The new Kafka consumer supports SSL. To enable it, set kafkaParams appropriately before passing to createDirectStream / createRDD. Note that this only applies to communication between Spark and Kafka brokers; you are still responsible for separately securing Spark inter-node communication.

Scala
Java

val kafkaParams = Map[String, Object](
  // the usual params, make sure to change the port in bootstrap.servers if 9092 is not TLS
  "security.protocol" -> "SSL",
  "ssl.truststore.location" -> "/some-directory/kafka.client.truststore.jks",
  "ssl.truststore.password" -> "test1234",
  "ssl.keystore.location" -> "/some-directory/kafka.client.keystore.jks",
  "ssl.keystore.password" -> "test1234",
  "ssl.key.password" -> "test1234"
)
Map kafkaParams = new HashMap();
// the usual params, make sure to change the port in bootstrap.servers if 9092 is not TLS
kafkaParams.put("security.protocol", "SSL");
kafkaParams.put("ssl.truststore.location", "/some-directory/kafka.client.truststore.jks");
kafkaParams.put("ssl.truststore.password", "test1234");
kafkaParams.put("ssl.keystore.location", "/some-directory/kafka.client.keystore.jks");
kafkaParams.put("ssl.keystore.password", "test1234");
kafkaParams.put("ssl.key.password", "test1234");

Deploying

As with any Spark applications, spark-submit is used to launch your application.
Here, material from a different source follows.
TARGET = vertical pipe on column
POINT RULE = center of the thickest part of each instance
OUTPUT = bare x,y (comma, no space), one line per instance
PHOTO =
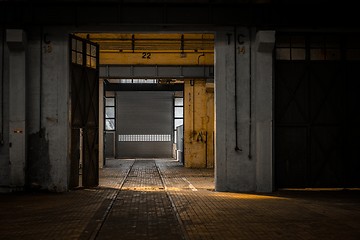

For Scala and Java applications, if you are using SBT or Maven for project management, then package spark-streaming-kafka-0-10_2.12 and its dependencies into the application JAR. Make sure spark-core_2.12 and spark-streaming_2.12 are marked as provided dependencies as those are already present in a Spark installation. Then use spark-submit to launch your application (see Deploying section in the main programming guide).